Cyber Security Analyst

Job Duties (Summary):

• Senior Security SOC Analyst works in 24/7 team and in shifts which include nights and rotational weekends.
• The role is a key part of our Security Monitoring Incident Response team, involving in investigating alerts/events that trigger from MS Sentinel / SIEM and EDR Tools and other end point tools.
• Senior Analyst will be the internal escalation point for the Security analysts within the shift/team and will assist Security Analysts in responding to Security Incidents.
• This role also needs exceptional communication skills (verbal and written), and an ability quickly understand complex information while recognizing familiar elements within complex situations.
  
  Mandatory Skills Needed:
• Sentinel SOC L3 SME should posses the below:
• 1. capability of using KQL query operators to determine root cause for incident investigations Should be an L2/L3 SME in SOC IR (Mandatory)
• 2. Decent understanding and hands-on experience for integrating devices using Method Threat Intelligence, ITSM, Logic App, Function App, and API integration, SIEM's (Any tool is fine)
• 3. knowledgeable about syslog-based, Native, and AMA Connect integrations.
• 4. Experience in setting up and configuring workbooks, playbooks, and fine-tuning defining new analytical rules.
• 5. practical knowledge with KQL use cases for MITRE framework techniques.
• 6. Should be capable of mentoring L1 analysts on incident investigations.
• 7. Should brain storm new ideas and identify the configuration and network gaps.
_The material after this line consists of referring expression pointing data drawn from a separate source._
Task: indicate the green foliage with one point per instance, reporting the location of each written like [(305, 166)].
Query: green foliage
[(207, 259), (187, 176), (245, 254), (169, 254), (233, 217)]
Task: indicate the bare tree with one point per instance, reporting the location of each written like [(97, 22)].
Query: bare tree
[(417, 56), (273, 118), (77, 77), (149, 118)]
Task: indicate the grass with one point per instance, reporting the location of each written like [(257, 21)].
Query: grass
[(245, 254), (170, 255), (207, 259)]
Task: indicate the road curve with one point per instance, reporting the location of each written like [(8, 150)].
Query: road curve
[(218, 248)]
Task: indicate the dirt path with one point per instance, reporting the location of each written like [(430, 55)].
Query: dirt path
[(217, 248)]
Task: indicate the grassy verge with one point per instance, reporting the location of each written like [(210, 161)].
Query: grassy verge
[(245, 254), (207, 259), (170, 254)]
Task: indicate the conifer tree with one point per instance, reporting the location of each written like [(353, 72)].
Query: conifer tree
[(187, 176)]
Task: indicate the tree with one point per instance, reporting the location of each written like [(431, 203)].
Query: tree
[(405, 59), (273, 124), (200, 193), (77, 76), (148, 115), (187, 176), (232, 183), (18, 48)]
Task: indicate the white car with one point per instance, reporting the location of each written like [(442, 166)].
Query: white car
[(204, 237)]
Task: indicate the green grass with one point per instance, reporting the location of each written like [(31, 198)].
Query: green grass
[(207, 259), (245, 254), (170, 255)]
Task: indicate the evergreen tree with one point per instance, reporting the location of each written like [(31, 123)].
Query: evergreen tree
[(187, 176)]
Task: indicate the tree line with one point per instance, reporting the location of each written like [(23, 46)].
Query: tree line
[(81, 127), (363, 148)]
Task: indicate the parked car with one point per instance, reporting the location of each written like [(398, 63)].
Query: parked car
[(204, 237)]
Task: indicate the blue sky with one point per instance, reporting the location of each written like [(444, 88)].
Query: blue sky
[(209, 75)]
Required Skills & Experience:

• Responsible for 24/7 monitor, triage, analysing security events and alerts. Including Malware analysis.
• Should have good hands-on in Microsoft Sentinel and should have ability to query using KQL [Mandatory]
• Familiarity with core concepts of security incident response, e.g., the typical phases of response, vulnerabilities vs threats vs actors, Indicators of Compromise (IoCs), etc...
• Strong knowledge of email security threats and security controls, including experience analysing email headers.
• Analysing Phishing emails and associated Threats and to remediate them by blocking the Url's analysing the malware(s),link(s),IOC's.
• Good understanding of Threat Intel and Hunting.
• Good hands on experience in investigating EDR alerts (Tanium, CrowdStrike, etc..)
• Good hands on experience in using XSOAR Platforms (Demisto, Phantom, etc..)
• Strong technical understanding of network fundamentals and common Internet protocols, specifically DNS, HTTP, HTTPS / TLS, and SMTP.
• Experience analysing network traffic using tools such as Wireshark, to investigate either security issues or complex operational issues.
• Experience reviewing system and application logs (e.g., web or mail server logs), either to investigate security issues or complex operational issues.
• Knowledge in investigating security issues within Cloud infrastructure such as AWS, GCP, Azure (Preferred not mandatory)
• Good knowledge and hands-on experience with SIEM systems such as RSA Netwitness/Splunk/AlienVault/QRadar, ArcSight or similar in understanding/creating new detection rules, correlation rules etc...
• Experience In defining use cases for playbooks and runbooks (Preferred)
• Experience in understanding log types and log parsing
• Strong passion in information security, including awareness of current threats and security best practices.

Basic Qualifications (Preferred not mandatory if Candidate has equivalent knowledge)

• Bachelor's Degree in Computer Sciences or equivalent (Preferred not mandatory)
• Minimum of 3 years of experience in a Security Operations Centre (SOC) or incident response team (CSIRT Team member).
• Overall 3+ experience in Information Security/IT Security/Network Security.
• CEH, CISSP, OSCP, CHFI, ECSA, GCIH, GCIA, GSEC, GCFA certification (minimum One certification - Preferred not mandatory)
• A relevant specialist degree (e.g., information security or digital forensics).
• Knowledge in NIST CSF, MiTRE & ATTACK Framework.
• Active involvement in the Information Security community.
• Certified in Azure Security [SC-200, AZ-500, AZ-900] Either one or more [Mandatory]

If you encounter any suspicious mail, advertisements, or persons who offer jobs at Wipro, please email us at [email protected]. Do not email your resume to this ID as it is not monitored for resumes and career applications.

Any complaints or concerns regarding unethical/unfair hiring practices should be directed to our Ombuds Group at [email protected].

We are an Equal Opportunity Employer. All qualified applicants will receive consideration for employment without regard to race, color, caste, creed, religion, gender, marital status, age, ethnic and national origin, gender identity, gender expression, sexual orientation, political orientation, disability status, protected veteran status, or any other characteristic protected by law.

Wipro is committed to creating an accessible, supportive, and inclusive workplace. Reasonable accommodation will be provided to all applicants including persons with disabilities, throughout the recruitment and selection process. Accommodations must be communicated in advance of the application, where possible, and will be reviewed on an individual basis. Wipro provides equal opportunities to all and values diversity.